Is a missing thought_signature the same as Gemini thought signature not valid?

They are related symptoms with different failure modes. Missing usually means the field was dropped before the next turn. Not valid often means the value was corrupted, reordered, misplaced on the wrong part, or mangled by an intermediary.

Does setting thinking_level to minimal remove thought signature requirements?

No. Minimal or low thinking does not cancel required returns. If documentation requires a thought_signature on a functionCall part, you must still echo it on later tool turns for Gemini multi-turn tool calling.

Why do OpenAI-compatible routers break Gemini multi-turn tool calling?

Many OpenAI-style schemas keep tool names and arguments but drop Google-specific fields such as thought_signature. Later turns then fail with a Gemini function calling error or thought signature not valid style 400 even when tool execution already succeeded.

If the official Google Gen AI SDK auto-handles signatures, why do framework agents still fail?

Auto-handling works when you use standard chat history or append full model responses. Frameworks that rebuild partial histories, normalize provider metadata away, or route through proxies reintroduce drop points and recreate the same Gemini 3.5 Flash thought signature error path.
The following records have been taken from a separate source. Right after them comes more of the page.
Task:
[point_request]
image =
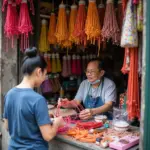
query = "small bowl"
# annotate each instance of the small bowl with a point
(100, 118)
(121, 126)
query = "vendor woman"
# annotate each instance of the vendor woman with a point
(97, 92)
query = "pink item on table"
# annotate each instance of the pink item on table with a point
(127, 142)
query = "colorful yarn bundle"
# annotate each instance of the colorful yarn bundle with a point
(52, 29)
(110, 28)
(129, 36)
(133, 100)
(69, 65)
(101, 10)
(58, 64)
(83, 63)
(92, 26)
(49, 67)
(74, 65)
(54, 67)
(120, 14)
(126, 64)
(135, 2)
(24, 25)
(79, 31)
(72, 20)
(11, 23)
(140, 16)
(61, 28)
(79, 71)
(43, 43)
(65, 67)
(45, 87)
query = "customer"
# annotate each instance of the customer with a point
(26, 112)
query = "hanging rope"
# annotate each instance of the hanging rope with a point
(92, 26)
(110, 28)
(79, 29)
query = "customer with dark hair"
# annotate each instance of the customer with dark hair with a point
(96, 92)
(26, 113)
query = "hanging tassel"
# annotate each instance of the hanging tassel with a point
(133, 100)
(92, 26)
(129, 36)
(45, 87)
(52, 29)
(78, 65)
(74, 65)
(79, 29)
(120, 14)
(110, 28)
(11, 23)
(54, 67)
(49, 66)
(58, 64)
(24, 26)
(140, 16)
(43, 43)
(65, 67)
(69, 65)
(61, 28)
(126, 64)
(101, 10)
(73, 15)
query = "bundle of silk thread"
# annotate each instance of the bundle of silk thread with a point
(43, 43)
(58, 64)
(52, 29)
(120, 14)
(46, 88)
(74, 65)
(92, 25)
(54, 67)
(110, 28)
(11, 24)
(24, 25)
(72, 20)
(65, 67)
(79, 29)
(79, 72)
(49, 65)
(61, 27)
(69, 65)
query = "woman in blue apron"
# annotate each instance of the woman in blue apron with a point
(97, 93)
(95, 102)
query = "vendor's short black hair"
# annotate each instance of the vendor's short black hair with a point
(100, 63)
(32, 61)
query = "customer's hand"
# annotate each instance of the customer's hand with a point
(65, 102)
(59, 121)
(85, 114)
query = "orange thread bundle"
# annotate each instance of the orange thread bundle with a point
(92, 26)
(133, 100)
(52, 29)
(61, 28)
(72, 20)
(79, 31)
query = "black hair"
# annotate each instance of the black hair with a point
(100, 63)
(31, 61)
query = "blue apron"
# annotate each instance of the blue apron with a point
(91, 102)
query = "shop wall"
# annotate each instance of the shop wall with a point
(8, 77)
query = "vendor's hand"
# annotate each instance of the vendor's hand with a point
(66, 101)
(59, 121)
(85, 114)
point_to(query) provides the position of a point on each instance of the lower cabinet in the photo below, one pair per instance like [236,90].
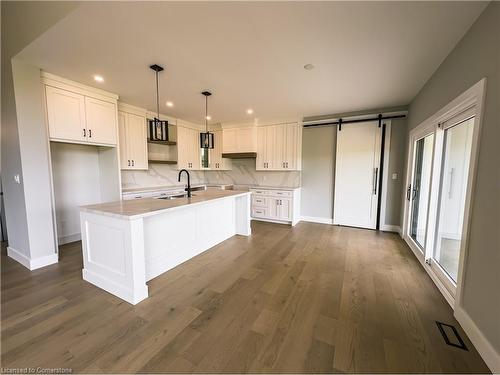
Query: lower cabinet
[276,205]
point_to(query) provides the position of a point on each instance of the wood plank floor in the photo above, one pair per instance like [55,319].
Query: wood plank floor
[310,299]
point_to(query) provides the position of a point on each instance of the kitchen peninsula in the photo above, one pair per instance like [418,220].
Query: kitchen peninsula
[127,243]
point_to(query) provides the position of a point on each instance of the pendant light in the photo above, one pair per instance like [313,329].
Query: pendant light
[207,138]
[158,129]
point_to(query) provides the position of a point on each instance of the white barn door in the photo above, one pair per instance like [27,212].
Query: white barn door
[357,173]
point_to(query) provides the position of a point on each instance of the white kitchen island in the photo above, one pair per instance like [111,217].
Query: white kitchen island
[127,243]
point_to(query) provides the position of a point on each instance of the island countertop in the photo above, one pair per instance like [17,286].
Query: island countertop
[133,209]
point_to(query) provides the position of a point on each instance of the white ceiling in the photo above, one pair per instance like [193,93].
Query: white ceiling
[251,54]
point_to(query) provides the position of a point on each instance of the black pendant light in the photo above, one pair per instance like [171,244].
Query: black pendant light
[207,138]
[158,129]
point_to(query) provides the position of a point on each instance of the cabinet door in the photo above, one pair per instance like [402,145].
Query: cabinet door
[229,141]
[279,147]
[137,141]
[290,150]
[260,162]
[65,114]
[246,139]
[183,147]
[274,209]
[101,121]
[194,150]
[285,209]
[122,137]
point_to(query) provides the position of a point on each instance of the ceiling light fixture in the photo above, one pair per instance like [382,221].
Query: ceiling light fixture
[207,138]
[158,129]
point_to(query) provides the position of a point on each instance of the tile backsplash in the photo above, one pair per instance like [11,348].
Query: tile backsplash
[243,173]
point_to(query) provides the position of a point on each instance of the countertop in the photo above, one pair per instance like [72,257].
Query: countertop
[136,208]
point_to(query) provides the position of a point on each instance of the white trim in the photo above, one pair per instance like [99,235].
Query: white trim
[390,228]
[66,84]
[69,238]
[31,264]
[483,346]
[319,220]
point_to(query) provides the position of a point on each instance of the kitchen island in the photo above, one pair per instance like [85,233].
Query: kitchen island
[127,243]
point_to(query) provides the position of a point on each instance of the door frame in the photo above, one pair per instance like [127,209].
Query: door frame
[474,98]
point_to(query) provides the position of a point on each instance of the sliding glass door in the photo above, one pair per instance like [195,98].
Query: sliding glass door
[454,174]
[418,192]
What should I inspect first when debugging a Gemini 3.5 Flash thought signature error?

Compare the raw model response parts to the next request payload. Confirm every required functionCall part still carries thought_signature, part order is unchanged, and no proxy stripped provider metadata. Then retest with official full-response history append before blaming the model.

Does the Interactions API let me ignore thought signatures completely?

No. Official docs say Interactions simplifies signature handling versus lower-level wiring, but continuity still depends on preserving complete model steps across turns. Streaming and Interactions do not remove the need to keep signature-bearing parts intact for Gemini parallel tool calls and later tool rounds.

Gemini 3.5 Flash Thought Signature Error: Fix 400 | AIVid.